Brecha Hogan is president of Hogan Company, a manufacturer of toys for children. For the past 10 years, the company has sold its product to both wholesale and retail dealers of toys in the northeast United States. Over the years, the company has come to know its customers well. While all sales are made on credit, few credit losses have occurred. The company's experience has shown that an annual provision for uncollectible accounts of 0.3 of 1 percent of sales is adequate in the old territory. Early in 20X1, Hogan Company decided to expand and develop a new sales base in the southeastern United States. Hogan was pleased when credit sales of $800,000 were achieved in the new territory during the year. To achieve this level of sales and get a foothold in the new territory, though, credit was allowed to some customers with lower credit ratings than had been granted in the past. Given its liberal credit policies in the new territory, Hogan estimates that the provision in the new territory should be 4% above actual first year's losses in the initial period of development. The credit losses connected with sales in the southeast became apparent by the end of 20X1. The following losses from new territory customers had been identified before year-end: 1. On September 30, it was determined that nothing could be collected from Bedford Toy Outlets, which owed Hogan $88,000. The account was written off. 2. On December 10, another new customer, Forever Young Fun Shops, which owed Hogan $220,000, entered receivership. On that date, Hogan was offered, and accepted, a check for $110,000 in final settlement of the debt. The balance was charged off. 3. On December 18, Technology Toys went out of business, and no collection of the $26,800 owed Hogan is anticipated. The account was charged off. The following additional information about the old and new territory became available on December 31: ■ Sales in the old territory totaled $25,120,000 in 20X1. ■ Sales in the new territory totaled $800,000 in 20X1. ■ Accounts receivable of $90,400 attributed to customers in the old sales territory were determined to be uncollectible and were written off.

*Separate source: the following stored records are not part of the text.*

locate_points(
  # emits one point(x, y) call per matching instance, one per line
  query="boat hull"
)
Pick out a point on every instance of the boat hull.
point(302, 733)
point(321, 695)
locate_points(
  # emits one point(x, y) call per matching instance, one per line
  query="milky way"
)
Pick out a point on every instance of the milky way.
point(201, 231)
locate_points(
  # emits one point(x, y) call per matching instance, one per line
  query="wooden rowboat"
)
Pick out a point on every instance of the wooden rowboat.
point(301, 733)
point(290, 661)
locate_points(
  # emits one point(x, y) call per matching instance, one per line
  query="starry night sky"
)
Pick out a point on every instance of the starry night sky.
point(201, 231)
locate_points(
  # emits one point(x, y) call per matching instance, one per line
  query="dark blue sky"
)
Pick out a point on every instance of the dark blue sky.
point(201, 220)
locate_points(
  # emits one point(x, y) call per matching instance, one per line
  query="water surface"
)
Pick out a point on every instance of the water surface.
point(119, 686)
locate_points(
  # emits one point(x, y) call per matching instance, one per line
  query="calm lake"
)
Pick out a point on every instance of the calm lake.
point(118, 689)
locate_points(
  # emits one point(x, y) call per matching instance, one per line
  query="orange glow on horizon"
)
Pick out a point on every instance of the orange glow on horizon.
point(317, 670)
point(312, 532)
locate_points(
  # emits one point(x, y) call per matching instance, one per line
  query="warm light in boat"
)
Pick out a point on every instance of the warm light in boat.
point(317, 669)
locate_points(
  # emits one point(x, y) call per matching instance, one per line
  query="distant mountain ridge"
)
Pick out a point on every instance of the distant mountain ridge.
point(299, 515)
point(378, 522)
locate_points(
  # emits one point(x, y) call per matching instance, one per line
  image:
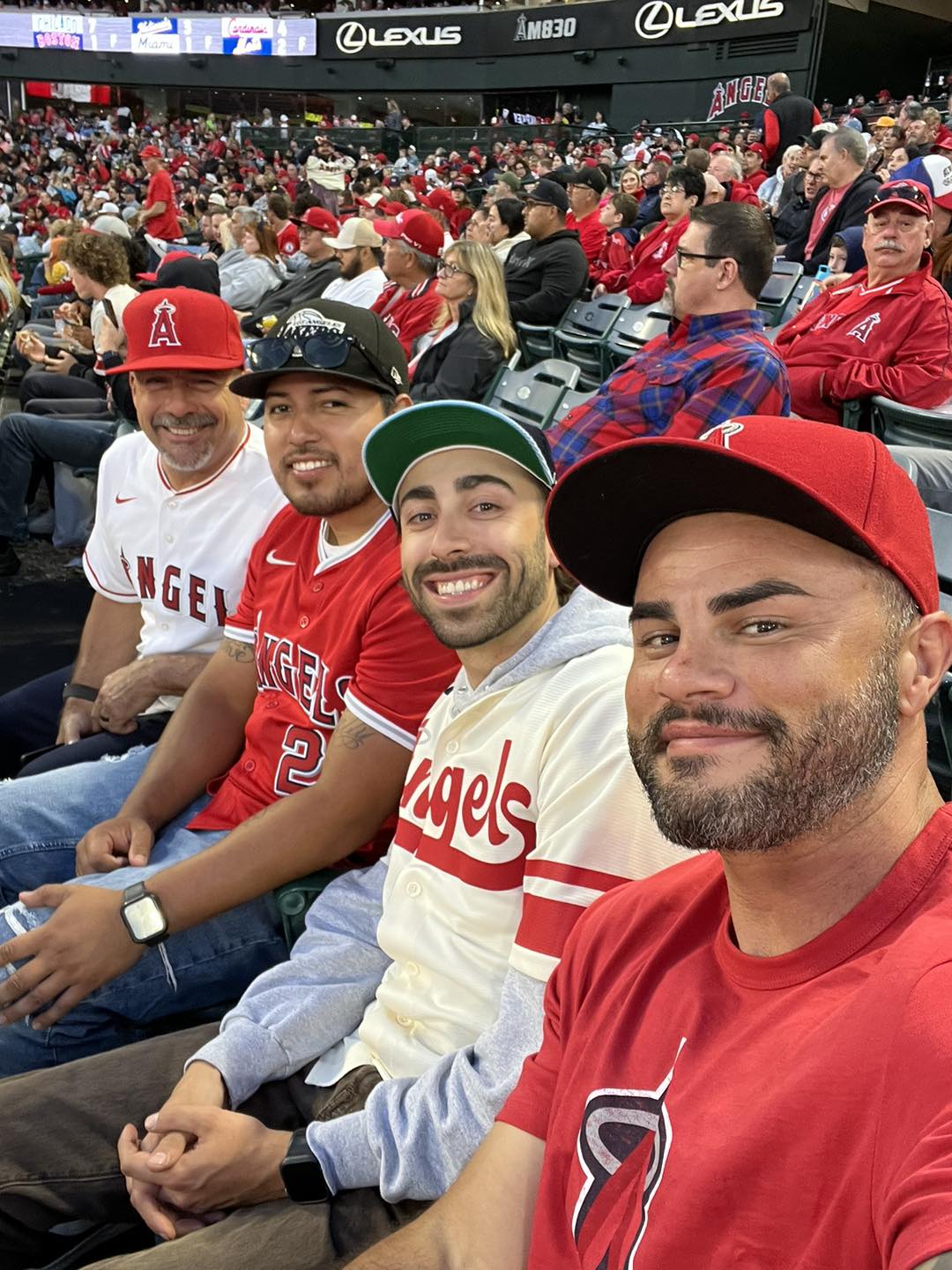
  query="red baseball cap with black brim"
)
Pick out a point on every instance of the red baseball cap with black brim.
point(830, 482)
point(181, 329)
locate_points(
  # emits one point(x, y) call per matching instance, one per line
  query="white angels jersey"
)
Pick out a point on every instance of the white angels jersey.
point(178, 553)
point(518, 811)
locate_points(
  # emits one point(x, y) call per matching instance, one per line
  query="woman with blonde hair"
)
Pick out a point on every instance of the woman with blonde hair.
point(472, 334)
point(248, 276)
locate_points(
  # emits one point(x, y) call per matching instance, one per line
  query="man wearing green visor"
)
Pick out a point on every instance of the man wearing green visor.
point(368, 1068)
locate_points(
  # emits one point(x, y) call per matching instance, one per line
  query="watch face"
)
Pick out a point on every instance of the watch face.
point(145, 918)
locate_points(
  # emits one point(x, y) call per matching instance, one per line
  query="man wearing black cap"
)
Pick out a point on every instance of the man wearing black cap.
point(415, 992)
point(585, 190)
point(746, 1058)
point(287, 753)
point(547, 273)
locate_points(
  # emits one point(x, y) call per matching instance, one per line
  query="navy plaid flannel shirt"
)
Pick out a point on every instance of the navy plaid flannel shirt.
point(703, 372)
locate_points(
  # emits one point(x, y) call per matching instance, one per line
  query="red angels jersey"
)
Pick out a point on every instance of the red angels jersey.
point(409, 314)
point(181, 554)
point(333, 629)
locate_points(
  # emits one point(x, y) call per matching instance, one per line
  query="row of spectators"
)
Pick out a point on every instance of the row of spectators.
point(342, 640)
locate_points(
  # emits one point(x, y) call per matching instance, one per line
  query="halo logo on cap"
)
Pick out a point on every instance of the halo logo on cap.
point(163, 333)
point(721, 433)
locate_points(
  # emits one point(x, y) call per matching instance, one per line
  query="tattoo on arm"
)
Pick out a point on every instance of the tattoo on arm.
point(353, 733)
point(236, 651)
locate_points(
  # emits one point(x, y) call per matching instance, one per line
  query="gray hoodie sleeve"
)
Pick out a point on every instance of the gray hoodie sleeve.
point(417, 1133)
point(299, 1009)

Kindly give a step by step details explaination of each answers especially question 5 and 6. Please, don't just give answers without explaining how we arrived at the answer. Thanks!

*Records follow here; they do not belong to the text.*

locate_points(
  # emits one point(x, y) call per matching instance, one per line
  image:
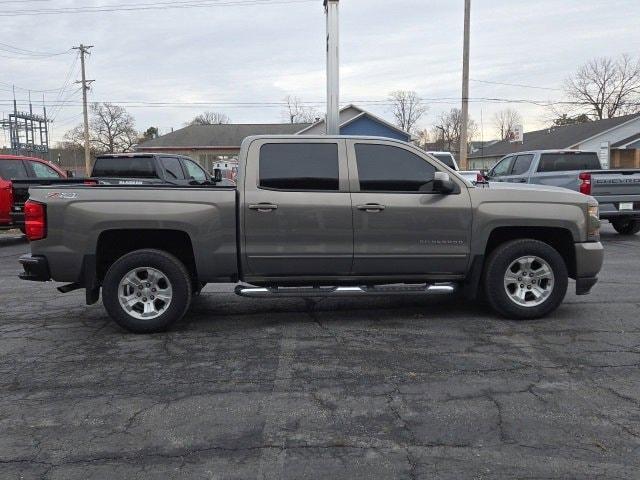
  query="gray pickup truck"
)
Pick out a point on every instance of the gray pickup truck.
point(314, 217)
point(617, 191)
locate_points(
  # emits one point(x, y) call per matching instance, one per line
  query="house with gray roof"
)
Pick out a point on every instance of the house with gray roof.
point(616, 140)
point(217, 146)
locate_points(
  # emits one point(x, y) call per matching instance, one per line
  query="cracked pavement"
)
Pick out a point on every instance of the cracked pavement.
point(398, 387)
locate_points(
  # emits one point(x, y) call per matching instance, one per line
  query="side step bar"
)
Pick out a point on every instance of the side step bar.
point(262, 292)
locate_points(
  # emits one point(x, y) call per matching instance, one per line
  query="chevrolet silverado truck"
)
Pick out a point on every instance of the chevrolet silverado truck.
point(315, 217)
point(617, 191)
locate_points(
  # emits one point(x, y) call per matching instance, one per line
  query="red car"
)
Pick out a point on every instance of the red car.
point(14, 167)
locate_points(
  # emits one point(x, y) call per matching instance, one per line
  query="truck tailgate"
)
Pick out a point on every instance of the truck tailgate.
point(615, 182)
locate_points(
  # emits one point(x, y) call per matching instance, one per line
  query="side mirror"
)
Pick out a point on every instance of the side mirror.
point(442, 183)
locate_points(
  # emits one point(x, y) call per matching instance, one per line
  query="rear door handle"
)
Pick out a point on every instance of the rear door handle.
point(263, 207)
point(371, 207)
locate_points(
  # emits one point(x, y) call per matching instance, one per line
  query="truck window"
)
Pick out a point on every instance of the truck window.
point(385, 168)
point(194, 171)
point(558, 162)
point(502, 168)
point(521, 164)
point(173, 168)
point(12, 169)
point(299, 166)
point(135, 167)
point(446, 158)
point(43, 171)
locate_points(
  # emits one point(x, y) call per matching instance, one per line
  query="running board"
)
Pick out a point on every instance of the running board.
point(428, 289)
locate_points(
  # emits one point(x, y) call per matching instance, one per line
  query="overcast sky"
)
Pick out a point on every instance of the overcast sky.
point(259, 53)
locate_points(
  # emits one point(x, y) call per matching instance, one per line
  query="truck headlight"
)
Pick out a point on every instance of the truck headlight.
point(593, 225)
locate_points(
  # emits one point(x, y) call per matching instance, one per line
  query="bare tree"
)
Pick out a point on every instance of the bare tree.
point(111, 130)
point(605, 87)
point(505, 122)
point(423, 138)
point(407, 109)
point(210, 118)
point(447, 130)
point(296, 112)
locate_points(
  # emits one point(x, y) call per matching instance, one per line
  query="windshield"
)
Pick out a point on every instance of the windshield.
point(445, 158)
point(564, 161)
point(136, 167)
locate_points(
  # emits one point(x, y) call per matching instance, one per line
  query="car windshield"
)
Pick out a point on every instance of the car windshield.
point(445, 158)
point(564, 161)
point(136, 167)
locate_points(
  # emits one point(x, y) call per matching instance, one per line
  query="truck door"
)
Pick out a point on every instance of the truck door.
point(400, 225)
point(297, 208)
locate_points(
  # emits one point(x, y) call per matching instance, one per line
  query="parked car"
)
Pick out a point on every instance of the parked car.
point(314, 217)
point(145, 168)
point(449, 160)
point(30, 171)
point(617, 191)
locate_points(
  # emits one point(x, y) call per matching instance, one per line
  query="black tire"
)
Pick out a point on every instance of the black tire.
point(167, 264)
point(496, 268)
point(626, 226)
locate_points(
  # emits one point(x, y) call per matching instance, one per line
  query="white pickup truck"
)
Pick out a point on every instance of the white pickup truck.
point(617, 191)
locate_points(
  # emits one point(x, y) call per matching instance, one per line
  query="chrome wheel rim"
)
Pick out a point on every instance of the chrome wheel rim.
point(145, 293)
point(529, 281)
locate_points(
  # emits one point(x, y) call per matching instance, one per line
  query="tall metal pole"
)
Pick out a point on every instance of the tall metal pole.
point(84, 49)
point(465, 87)
point(333, 67)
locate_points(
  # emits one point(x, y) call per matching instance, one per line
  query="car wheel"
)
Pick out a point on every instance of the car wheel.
point(146, 291)
point(525, 279)
point(626, 226)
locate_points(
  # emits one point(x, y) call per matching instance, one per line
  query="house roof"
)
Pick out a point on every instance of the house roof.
point(350, 114)
point(554, 138)
point(627, 141)
point(225, 135)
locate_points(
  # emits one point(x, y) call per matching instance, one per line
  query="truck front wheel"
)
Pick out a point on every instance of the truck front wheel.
point(525, 279)
point(146, 291)
point(626, 226)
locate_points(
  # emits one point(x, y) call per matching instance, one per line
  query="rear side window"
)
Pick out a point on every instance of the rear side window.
point(558, 162)
point(42, 170)
point(12, 169)
point(385, 168)
point(446, 159)
point(302, 166)
point(173, 168)
point(135, 167)
point(521, 164)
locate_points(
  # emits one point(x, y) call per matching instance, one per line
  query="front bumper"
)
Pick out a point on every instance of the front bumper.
point(589, 259)
point(36, 268)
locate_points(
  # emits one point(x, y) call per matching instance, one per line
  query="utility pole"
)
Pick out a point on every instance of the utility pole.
point(84, 50)
point(465, 87)
point(333, 67)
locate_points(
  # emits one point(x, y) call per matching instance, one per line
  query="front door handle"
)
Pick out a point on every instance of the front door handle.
point(371, 207)
point(263, 207)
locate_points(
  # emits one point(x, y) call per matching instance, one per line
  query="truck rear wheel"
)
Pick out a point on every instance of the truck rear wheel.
point(525, 279)
point(626, 226)
point(146, 291)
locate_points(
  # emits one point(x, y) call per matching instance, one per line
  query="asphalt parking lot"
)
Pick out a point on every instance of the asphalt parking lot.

The following are the questions:
1. What is the general journal entries the transactions described for Hogan Company. All sales are on account. Use the date of December 31 to make the entry to summarize sales for the year in the old territory and new territory.
2. Make the journal entries to record the write-off of accounts in the new territory.

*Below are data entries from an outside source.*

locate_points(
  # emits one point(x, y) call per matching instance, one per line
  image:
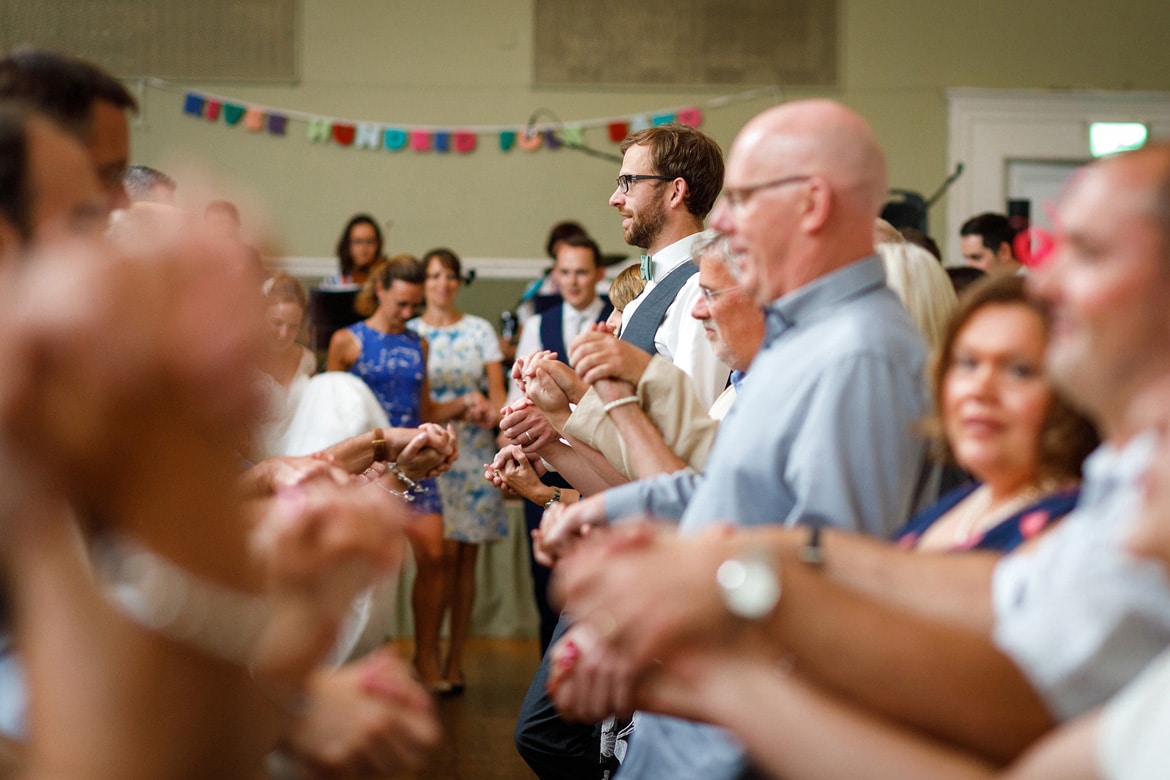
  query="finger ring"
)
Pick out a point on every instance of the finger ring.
point(605, 625)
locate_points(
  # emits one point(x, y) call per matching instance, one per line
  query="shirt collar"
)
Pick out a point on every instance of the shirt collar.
point(823, 295)
point(1109, 467)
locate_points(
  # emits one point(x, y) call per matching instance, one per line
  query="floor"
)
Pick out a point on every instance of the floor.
point(477, 725)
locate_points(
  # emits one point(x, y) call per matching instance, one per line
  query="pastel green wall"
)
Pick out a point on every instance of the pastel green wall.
point(452, 62)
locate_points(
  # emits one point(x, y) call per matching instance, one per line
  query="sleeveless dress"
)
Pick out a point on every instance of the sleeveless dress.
point(473, 510)
point(1005, 536)
point(392, 365)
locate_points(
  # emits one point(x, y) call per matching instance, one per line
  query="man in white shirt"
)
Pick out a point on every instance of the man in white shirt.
point(670, 175)
point(577, 270)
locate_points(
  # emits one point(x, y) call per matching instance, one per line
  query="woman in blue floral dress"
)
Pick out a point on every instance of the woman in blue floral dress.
point(463, 365)
point(392, 360)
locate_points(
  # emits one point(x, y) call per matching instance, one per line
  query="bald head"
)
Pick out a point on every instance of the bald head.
point(827, 139)
point(804, 184)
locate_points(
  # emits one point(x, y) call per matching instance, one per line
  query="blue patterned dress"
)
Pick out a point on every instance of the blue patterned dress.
point(392, 365)
point(473, 510)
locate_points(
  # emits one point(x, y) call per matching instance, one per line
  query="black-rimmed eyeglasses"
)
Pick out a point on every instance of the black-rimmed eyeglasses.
point(737, 197)
point(627, 179)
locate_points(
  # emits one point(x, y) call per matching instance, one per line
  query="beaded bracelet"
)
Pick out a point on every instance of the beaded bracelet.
point(379, 446)
point(621, 401)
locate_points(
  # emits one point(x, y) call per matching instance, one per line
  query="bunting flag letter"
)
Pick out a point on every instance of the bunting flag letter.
point(530, 140)
point(193, 104)
point(465, 142)
point(254, 119)
point(318, 130)
point(693, 117)
point(369, 136)
point(420, 140)
point(233, 114)
point(394, 139)
point(344, 133)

3. Make the journal entry to record the write-off of accounts in the old territory.
4. Make the entry on December 31 to record uncollectible accounts expense for 20X1 for both territories. Make the calculation using the percentages developed by Hogan.
5. Let’s say the Allowance for Doubtful Accounts had a credit balance of $24,800 on September 30 before any of the above entries were made. Calculate the balance in the allowance account after all of the above entries have been posted.
6. Based on actual losses experienced by Hogan in the new territory are the credit-granting policies for the new territory too liberal?